Good to know, thanks. If it's 100% with those kernels, and 0% with the latest RHEL5 (and soon-to-be-released FC5/FC6 updates...) then it most likely is the same problem. Since you've seen it pass on RHEL5, can you test with later FC6 kernels too? 1.2798 and beyond in FC6 should have the fix too, see http://download.fedora.redhat.com/pub/fedora/linux/core/development/x86_64/os/Fedora/RPMS/ for example... Thanks, -Eric
See comment #2. 1.2798 in FC6 has a similar problem.
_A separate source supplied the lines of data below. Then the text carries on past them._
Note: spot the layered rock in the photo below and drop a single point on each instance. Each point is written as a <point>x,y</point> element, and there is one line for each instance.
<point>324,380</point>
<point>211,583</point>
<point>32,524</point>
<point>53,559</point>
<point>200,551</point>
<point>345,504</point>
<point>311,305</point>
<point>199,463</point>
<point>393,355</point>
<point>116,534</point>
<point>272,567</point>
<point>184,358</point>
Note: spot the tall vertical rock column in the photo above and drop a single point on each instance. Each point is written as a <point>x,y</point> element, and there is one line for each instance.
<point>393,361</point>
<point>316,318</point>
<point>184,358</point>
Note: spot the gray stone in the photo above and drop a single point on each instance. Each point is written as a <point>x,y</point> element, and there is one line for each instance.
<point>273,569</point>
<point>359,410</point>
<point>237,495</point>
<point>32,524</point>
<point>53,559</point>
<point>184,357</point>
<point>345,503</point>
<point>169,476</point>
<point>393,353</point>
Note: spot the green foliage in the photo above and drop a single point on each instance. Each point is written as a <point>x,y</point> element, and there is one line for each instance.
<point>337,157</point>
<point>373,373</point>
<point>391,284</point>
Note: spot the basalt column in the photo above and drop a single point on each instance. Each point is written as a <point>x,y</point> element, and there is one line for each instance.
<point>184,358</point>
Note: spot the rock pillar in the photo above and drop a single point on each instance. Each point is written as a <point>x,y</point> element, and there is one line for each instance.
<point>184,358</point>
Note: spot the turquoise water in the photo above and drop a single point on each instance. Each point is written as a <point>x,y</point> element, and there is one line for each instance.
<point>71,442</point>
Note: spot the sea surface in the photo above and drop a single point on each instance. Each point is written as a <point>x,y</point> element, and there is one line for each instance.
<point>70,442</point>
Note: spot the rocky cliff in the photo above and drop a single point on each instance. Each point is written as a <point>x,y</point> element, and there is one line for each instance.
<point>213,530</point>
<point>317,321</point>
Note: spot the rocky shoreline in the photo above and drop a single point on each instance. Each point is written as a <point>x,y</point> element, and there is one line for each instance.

ah, sorry, missed that. So you can hit this 100% of the time on 2.6.18-1.2798.fc6 but 0% of the time on kernel-2.6.18-1.2739.el5? odd... they both should have the previously mentioned ext3 fix in them. this bug and Bug #213901 do have slightly different signatures, they may not be the same thing... I'll see if I can hit this here, if so maybe I'll just do a search through the kernels, first, to see when it showed up. Thanks, -Eric
I am quite certain that both 2.6.18-1.2798.fc6 and 2.6.18-1.2200.fc5 panic when I copy big tree while kernel-2.6.18-1.2739.el5 is OK. Looking at kernel changelog, it doesn't look like kernel-2.6.18-1.2798.fc6 has the fix in kernel-2.6.18-1.2739.el5. Does 1.2814 FC6 kernel in devel have the fix in ELF? [root@gnu-2 yum.repos.d]# rpm -q --changelog kernel-2.6.18-1.2798.fc6 | head -10 * Mon Oct 16 2006 Dave Jones <davej> - Silence another noisy boot-time printk. (#210810) - Remove broken VIA quirk that prevented booting on some EPIAs (#210817) - Fix JBD crash with 1K blocksize filesystems. (#209005) [root@gnu-4 export]# rpm -q --changelog kernel-2.6.18-1.2739.el5 | head -10 * Thu Oct 26 2006 Don Zickus <dzickus> [2.6.18-1.2739.el5] - SHPCHP driver doesn't work (Keiichiro Tokunaga) [210478] - ext3/jbd panic (Eric Sandeen) [209647] - Oops in nfs_cancel_commit_list (Jeff Layton) [210679] - kernel Soft lockup detected on corrupted ext3 filesystem (Eric Sandeen) [212053] - CIFS doesn't work (Steve Dickson) [211070]
the changelogs don't quite look the same, but: - Fix JBD crash with 1K blocksize filesystems. (#209005) and - ext3/jbd panic (Eric Sandeen) [209647] are actually the same issue, bug 209005 and bug 209647 are clones, one for fc6 and one for rhel5. I'm not sure what you mean by "the fix in ELF?" Oh... EL5? Yes, it does: [esandeen@host esandeen]$ rpm -qp --changelog kernel-2.6.18-1.2814.fc6.src.rpm | grep "209005\|209647" - Fix JBD crash with 1K blocksize filesystems. (#209005)
*** Bug 213901 has been marked as a duplicate of this bug. ***
2.6.18-1.2837 from FC6 fixes the problem for me.
Good news, thanks. Out of curiosity, does the filesystem being served have a block size < page size?
No, I am using the default 4K block size on Intel64.
should be fixed in 2.6.18-1.2239.fc5 now in updates.